L'Écosse adopte une taxe sur les sacs jetables

Après le Pays de Galles et l’Irlande du Nord, c’est au tour de l’Écosse d’appliquer dans ses magasins une taxe de 5 pence (environ 6 centimes d’euro) sur les sacs à usage unique afin d’en décourager l’utilisation.

Journal de l'environnement
En 2013, les Écossias ont utilisé 800 millions de sacs jetables (Credit: [Huguette Roe]/Shutterstock)
En 2013, les Écossias ont utilisé 800 millions de sacs jetables (Credit: [Huguette Roe]/Shutterstock)

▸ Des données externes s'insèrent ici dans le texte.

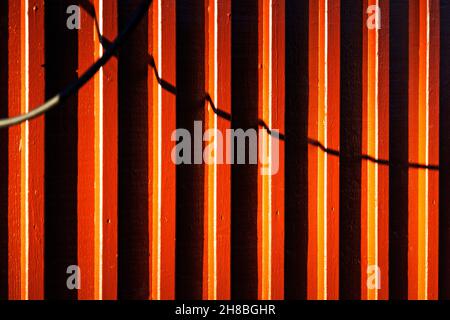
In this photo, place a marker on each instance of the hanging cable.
(140, 12)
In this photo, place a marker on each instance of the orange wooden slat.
(88, 149)
(271, 155)
(162, 122)
(109, 163)
(323, 167)
(97, 149)
(277, 161)
(26, 158)
(423, 144)
(296, 151)
(398, 150)
(36, 152)
(351, 65)
(375, 176)
(444, 152)
(216, 284)
(4, 152)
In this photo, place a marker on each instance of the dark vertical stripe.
(444, 158)
(398, 150)
(4, 151)
(350, 163)
(244, 179)
(190, 182)
(296, 190)
(133, 263)
(61, 133)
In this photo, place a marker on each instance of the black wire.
(88, 75)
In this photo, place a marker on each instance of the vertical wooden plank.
(190, 62)
(333, 143)
(265, 106)
(162, 122)
(433, 194)
(296, 175)
(384, 145)
(270, 183)
(324, 144)
(36, 156)
(223, 98)
(374, 205)
(110, 155)
(61, 142)
(133, 246)
(444, 156)
(25, 149)
(398, 149)
(216, 284)
(87, 184)
(16, 271)
(4, 84)
(91, 154)
(350, 162)
(424, 150)
(244, 178)
(277, 145)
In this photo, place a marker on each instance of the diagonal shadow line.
(90, 9)
(383, 162)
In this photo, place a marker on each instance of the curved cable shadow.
(228, 116)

Après le Pays de Galles et l’Irlande du Nord, c’est au tour de l’Écosse d’appliquer dans ses magasins une taxe de 5 pence (environ 6 centimes d’euro) sur les sacs à usage unique afin d’en décourager l’utilisation.

La taxe s’applique à tous les sacs jetables, qu’ils soient en plastique, en papier ou biodégradables, et cela dans tous les types de commerces. L’an dernier, les Écossais ont utilisé 800 millions de sacs jetables à usage unique, qui se sont accumulés dans les décharges, les sites naturels ou la mer, affectant gravement la faune marine.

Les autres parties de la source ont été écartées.